Sears, Roebuck and Co. will eliminate 4,900 positions representing about 22 percent of its salaried corporate and regional staff during the next 18 months and will revise its merchandise offerings as part of its cost-cutting efforts, the company said yesterday.
About 1,300 positions will be cut at the company's headquarters by the end of next year, eliminating 19 percent of its 7,000 headquarters employees.
Also, 3,600 positions will be dropped from the field organization for its full-line department stores. The field organization, which employs 15,000, includes district and regional offices that supervise the company's 860 department stores.
Reports stated that instead of abandoning Sears' long-struggling apparel business, which chairman/CEO Alan J. Lacy acknowledged earlier this year he had considered, the company will focus even stronger on it. Lacy explained the company's move away from a more traditional department store business model at an analyst meeting in Chicago. Merchandise will be upgraded, the depth of assortments will be improved and the company will move to a single proprietary casual brand for its men's, women's and children's clothing.
“Less productive” promotional activity will be eliminated.
The changes are expected to increase consolidated operating income by more than $1 billion, about 50 percent, to more than $3 billion. The company also expects to double profits from its retail and related services operations by 2004. It expects to achieve annual expense savings of about $600 million by 2004.
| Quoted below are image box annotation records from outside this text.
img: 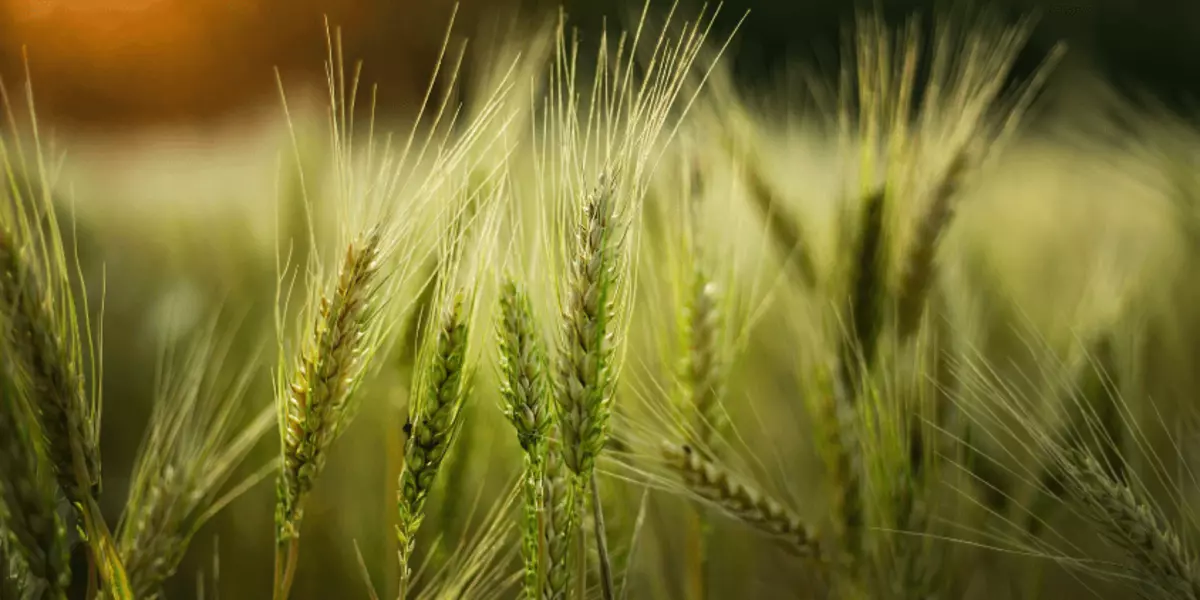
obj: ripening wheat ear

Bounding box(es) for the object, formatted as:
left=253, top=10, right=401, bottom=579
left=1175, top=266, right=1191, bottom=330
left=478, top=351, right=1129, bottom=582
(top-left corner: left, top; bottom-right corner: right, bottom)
left=662, top=444, right=821, bottom=562
left=396, top=294, right=472, bottom=598
left=275, top=226, right=380, bottom=598
left=0, top=73, right=130, bottom=599
left=116, top=325, right=275, bottom=599
left=0, top=340, right=71, bottom=599
left=497, top=278, right=553, bottom=600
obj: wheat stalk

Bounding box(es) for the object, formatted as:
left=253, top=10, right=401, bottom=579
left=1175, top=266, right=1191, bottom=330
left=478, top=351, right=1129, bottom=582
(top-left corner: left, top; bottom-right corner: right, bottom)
left=275, top=229, right=380, bottom=599
left=396, top=294, right=470, bottom=598
left=116, top=330, right=275, bottom=599
left=0, top=341, right=71, bottom=598
left=662, top=443, right=821, bottom=560
left=497, top=278, right=553, bottom=600
left=542, top=437, right=582, bottom=600
left=1056, top=451, right=1200, bottom=600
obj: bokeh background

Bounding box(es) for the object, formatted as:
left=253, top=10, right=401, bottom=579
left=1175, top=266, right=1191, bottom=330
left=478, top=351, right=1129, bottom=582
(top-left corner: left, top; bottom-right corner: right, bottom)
left=0, top=0, right=1200, bottom=599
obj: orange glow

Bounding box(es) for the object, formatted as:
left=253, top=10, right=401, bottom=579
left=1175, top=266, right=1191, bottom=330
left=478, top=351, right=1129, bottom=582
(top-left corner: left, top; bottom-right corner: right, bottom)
left=0, top=0, right=449, bottom=126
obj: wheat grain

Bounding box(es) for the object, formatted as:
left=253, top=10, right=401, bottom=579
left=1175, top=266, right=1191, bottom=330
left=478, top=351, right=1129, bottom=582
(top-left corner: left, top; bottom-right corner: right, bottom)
left=275, top=229, right=380, bottom=598
left=396, top=294, right=470, bottom=598
left=662, top=443, right=821, bottom=559
left=497, top=278, right=552, bottom=600
left=1058, top=451, right=1200, bottom=600
left=554, top=178, right=622, bottom=478
left=0, top=348, right=71, bottom=598
left=542, top=437, right=580, bottom=600
left=116, top=330, right=274, bottom=599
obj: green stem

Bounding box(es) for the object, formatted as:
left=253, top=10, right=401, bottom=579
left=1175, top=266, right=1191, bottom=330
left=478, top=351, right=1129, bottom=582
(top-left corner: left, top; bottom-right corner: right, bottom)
left=590, top=470, right=616, bottom=600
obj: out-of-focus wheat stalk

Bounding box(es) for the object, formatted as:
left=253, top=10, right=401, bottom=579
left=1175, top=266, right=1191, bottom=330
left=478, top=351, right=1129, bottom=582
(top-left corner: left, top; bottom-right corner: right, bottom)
left=275, top=11, right=511, bottom=598
left=0, top=338, right=71, bottom=598
left=116, top=325, right=275, bottom=598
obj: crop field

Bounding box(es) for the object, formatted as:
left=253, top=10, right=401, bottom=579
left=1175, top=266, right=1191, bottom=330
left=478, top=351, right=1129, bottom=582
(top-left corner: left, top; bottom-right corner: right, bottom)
left=0, top=1, right=1200, bottom=600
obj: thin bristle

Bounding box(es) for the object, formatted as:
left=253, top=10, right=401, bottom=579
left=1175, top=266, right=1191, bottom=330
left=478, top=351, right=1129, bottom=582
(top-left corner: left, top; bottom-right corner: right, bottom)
left=275, top=229, right=382, bottom=598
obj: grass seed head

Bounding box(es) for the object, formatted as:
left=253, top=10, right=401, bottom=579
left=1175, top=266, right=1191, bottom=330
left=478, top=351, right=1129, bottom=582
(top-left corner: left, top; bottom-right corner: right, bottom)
left=0, top=350, right=71, bottom=598
left=556, top=178, right=623, bottom=475
left=277, top=230, right=380, bottom=540
left=396, top=294, right=470, bottom=578
left=497, top=280, right=551, bottom=462
left=662, top=443, right=821, bottom=558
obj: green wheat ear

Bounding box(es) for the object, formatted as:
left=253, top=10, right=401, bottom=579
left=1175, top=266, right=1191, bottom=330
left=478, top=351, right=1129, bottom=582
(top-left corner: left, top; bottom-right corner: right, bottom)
left=0, top=341, right=71, bottom=599
left=554, top=178, right=622, bottom=478
left=497, top=278, right=553, bottom=600
left=396, top=289, right=470, bottom=598
left=275, top=229, right=380, bottom=598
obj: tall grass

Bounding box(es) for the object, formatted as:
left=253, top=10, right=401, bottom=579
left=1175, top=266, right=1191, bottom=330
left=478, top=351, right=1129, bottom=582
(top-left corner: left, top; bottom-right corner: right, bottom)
left=7, top=4, right=1200, bottom=600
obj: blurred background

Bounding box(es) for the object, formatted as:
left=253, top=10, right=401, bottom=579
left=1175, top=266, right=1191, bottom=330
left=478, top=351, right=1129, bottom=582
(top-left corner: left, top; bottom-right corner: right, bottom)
left=0, top=0, right=1200, bottom=133
left=0, top=0, right=1200, bottom=599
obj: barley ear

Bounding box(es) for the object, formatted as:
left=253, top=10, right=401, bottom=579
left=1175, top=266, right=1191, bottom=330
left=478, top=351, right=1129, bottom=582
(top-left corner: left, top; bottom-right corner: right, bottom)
left=275, top=229, right=380, bottom=600
left=542, top=434, right=581, bottom=600
left=0, top=350, right=71, bottom=598
left=554, top=176, right=623, bottom=478
left=662, top=443, right=821, bottom=562
left=1058, top=450, right=1200, bottom=600
left=497, top=278, right=553, bottom=600
left=896, top=150, right=968, bottom=341
left=396, top=294, right=470, bottom=598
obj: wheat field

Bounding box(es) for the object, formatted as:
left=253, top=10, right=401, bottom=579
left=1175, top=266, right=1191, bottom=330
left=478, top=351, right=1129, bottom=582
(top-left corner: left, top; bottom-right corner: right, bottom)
left=0, top=2, right=1200, bottom=600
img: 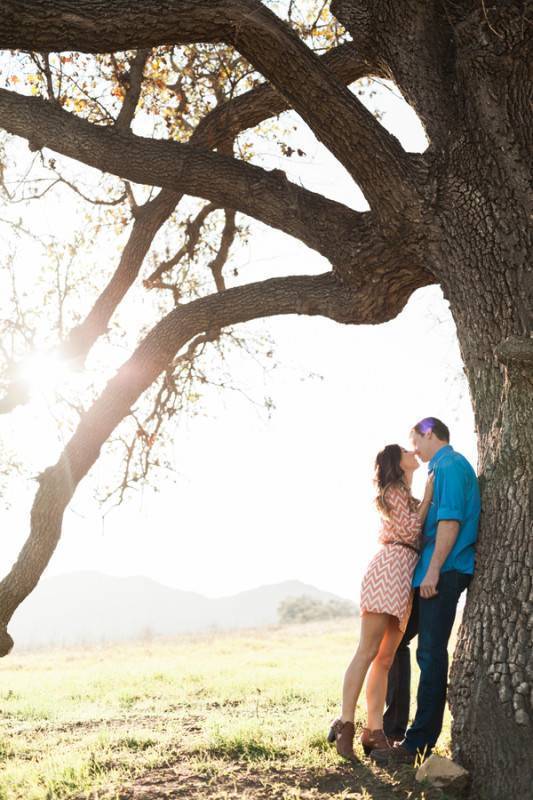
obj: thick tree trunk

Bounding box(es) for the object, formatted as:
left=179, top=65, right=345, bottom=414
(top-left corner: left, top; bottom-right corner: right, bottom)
left=450, top=346, right=533, bottom=800
left=435, top=131, right=533, bottom=800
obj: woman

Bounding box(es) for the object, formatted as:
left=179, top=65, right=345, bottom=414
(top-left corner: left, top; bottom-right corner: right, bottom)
left=328, top=444, right=433, bottom=759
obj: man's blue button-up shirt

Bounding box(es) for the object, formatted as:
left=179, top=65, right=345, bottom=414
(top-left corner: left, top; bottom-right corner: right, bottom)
left=413, top=444, right=481, bottom=586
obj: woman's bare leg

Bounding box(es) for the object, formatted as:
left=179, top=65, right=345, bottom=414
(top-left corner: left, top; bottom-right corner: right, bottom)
left=366, top=616, right=403, bottom=731
left=341, top=612, right=389, bottom=722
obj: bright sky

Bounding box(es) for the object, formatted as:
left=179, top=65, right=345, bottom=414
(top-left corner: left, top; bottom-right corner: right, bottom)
left=0, top=79, right=475, bottom=599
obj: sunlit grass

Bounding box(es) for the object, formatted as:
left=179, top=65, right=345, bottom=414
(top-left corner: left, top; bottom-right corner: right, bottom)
left=0, top=621, right=446, bottom=800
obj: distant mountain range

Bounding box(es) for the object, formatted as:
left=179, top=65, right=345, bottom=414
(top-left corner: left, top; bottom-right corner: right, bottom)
left=10, top=572, right=354, bottom=648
A greater emphasis will be placed on core merchandise categories such as home appliances and home fashions.
Retail analyst Kurt Barnard was quoted in press reports as saying the changes were long overdue.
“Sears has unfortunately fallen way behind a lot of competitors,” he said. “Sears is going through a major makeover, which I think will make it more profitable, more efficient and, above all, more attractive to shoppers.”
Under Lacy, Sears this year closed 89 unprofitable stores, stopped selling cosmetics, sold its pest-control business and ended some underperforming product lines such as bicycles and basketball gear, according to reports.
The company also reported third-quarter earnings, excluding non-comparable items, of $262 million, or 80 cents per share, compared with $261 million, or 76 cents per share, for last year's third quarter.